Intravital Imaging of the Mouse Thymus using 2-Photon Microscopy

Summary

We have developed novel laboratory tools and protocols for intravital imaging acquisition of the thymus. Our technique should help in the identification of “niches” within the thymus where T cell development occurs.

Abstract

Two-photon Microscopy (TPM) provides image acquisition in deep areas inside tissues and organs. In combination with the development of new stereotactic tools and surgical procedures, TPM becomes a powerful technique to identify "niches" inside organs and to document cellular "behaviors" in live animals. While intravital imaging provides information that best resembles the real cellular behavior inside the organ, it is both more laborious and technically demanding in terms of required equipment/procedures than alternative ex vivo imaging acquisition. Thus, we describe a surgical procedure and novel "stereotactic" organ holder that allows us to follow the movements of Foxp3+ cells within the thymus.
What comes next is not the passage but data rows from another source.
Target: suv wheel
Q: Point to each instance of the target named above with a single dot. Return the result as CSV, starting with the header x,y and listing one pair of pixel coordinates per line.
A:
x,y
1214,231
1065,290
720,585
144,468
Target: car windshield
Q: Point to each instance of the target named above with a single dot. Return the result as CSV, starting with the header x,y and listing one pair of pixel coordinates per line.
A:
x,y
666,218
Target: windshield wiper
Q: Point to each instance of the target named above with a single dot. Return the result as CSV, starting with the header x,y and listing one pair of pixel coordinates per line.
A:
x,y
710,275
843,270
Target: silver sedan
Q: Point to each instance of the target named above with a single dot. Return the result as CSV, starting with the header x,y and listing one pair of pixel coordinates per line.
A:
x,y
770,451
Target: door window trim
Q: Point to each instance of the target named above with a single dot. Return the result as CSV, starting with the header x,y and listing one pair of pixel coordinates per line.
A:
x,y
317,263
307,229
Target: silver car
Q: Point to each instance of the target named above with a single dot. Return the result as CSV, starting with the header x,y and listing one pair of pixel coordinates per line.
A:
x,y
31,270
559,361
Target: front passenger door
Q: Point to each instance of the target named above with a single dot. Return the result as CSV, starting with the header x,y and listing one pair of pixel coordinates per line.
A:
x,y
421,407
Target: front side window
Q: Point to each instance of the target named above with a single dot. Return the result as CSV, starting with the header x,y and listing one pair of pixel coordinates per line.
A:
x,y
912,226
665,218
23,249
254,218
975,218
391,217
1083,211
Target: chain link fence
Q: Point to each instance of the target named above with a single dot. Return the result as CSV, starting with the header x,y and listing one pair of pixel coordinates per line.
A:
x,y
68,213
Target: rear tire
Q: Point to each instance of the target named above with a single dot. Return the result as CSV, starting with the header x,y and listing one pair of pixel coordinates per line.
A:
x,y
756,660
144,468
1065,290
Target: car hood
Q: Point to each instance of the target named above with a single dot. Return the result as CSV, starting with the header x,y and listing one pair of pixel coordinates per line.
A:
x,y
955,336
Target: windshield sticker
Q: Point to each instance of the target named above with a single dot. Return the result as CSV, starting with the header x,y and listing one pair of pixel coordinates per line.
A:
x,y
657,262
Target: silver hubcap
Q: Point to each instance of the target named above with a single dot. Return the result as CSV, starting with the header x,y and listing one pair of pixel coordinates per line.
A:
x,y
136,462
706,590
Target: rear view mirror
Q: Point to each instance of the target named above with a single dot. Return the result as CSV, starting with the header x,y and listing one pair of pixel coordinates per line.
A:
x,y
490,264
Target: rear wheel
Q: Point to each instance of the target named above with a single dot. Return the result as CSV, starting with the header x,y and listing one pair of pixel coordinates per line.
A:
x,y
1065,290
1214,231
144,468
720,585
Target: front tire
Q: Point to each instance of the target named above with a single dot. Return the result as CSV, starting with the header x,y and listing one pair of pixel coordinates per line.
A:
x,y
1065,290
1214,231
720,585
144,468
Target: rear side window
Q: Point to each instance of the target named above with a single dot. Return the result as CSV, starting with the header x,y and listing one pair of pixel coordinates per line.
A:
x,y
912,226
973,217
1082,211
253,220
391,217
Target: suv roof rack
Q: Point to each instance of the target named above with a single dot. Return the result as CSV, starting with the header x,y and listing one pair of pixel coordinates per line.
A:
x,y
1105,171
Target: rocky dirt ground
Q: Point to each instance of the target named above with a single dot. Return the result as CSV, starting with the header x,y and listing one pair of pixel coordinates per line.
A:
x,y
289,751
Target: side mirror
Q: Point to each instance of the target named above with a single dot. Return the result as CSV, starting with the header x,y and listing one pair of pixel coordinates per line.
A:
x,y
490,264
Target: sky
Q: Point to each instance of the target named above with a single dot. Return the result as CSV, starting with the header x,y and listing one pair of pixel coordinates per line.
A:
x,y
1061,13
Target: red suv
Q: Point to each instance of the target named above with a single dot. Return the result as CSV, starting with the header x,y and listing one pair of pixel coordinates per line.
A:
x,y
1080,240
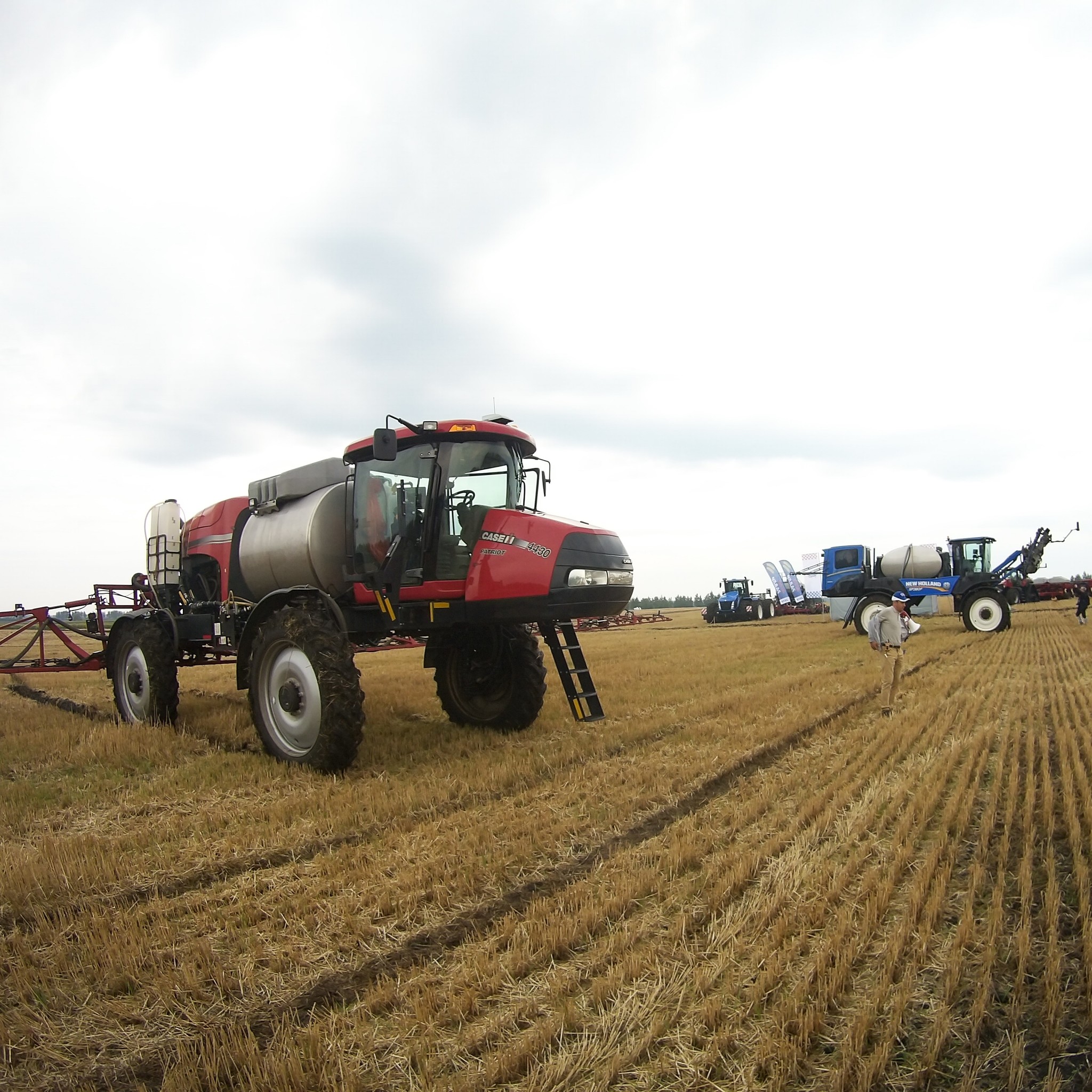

Foxp3 is the master regulator for the generation of regulatory T cells (Tregs). Moreover, these cells can be classified according to their origin: ie. thymus-differentiated Tregs are called "naturally-occurring Tregs" (nTregs), as opposed to peripherally-converted Tregs (pTregs). Although significant amount of research has been reported in the literature concerning the phenotype and physiology of these T cells, very little is known about their in vivo interactions with other cells. This deficiency may be due to the absence of techniques that would permit such observations. The protocol described in this paper provides a remedy for this situation.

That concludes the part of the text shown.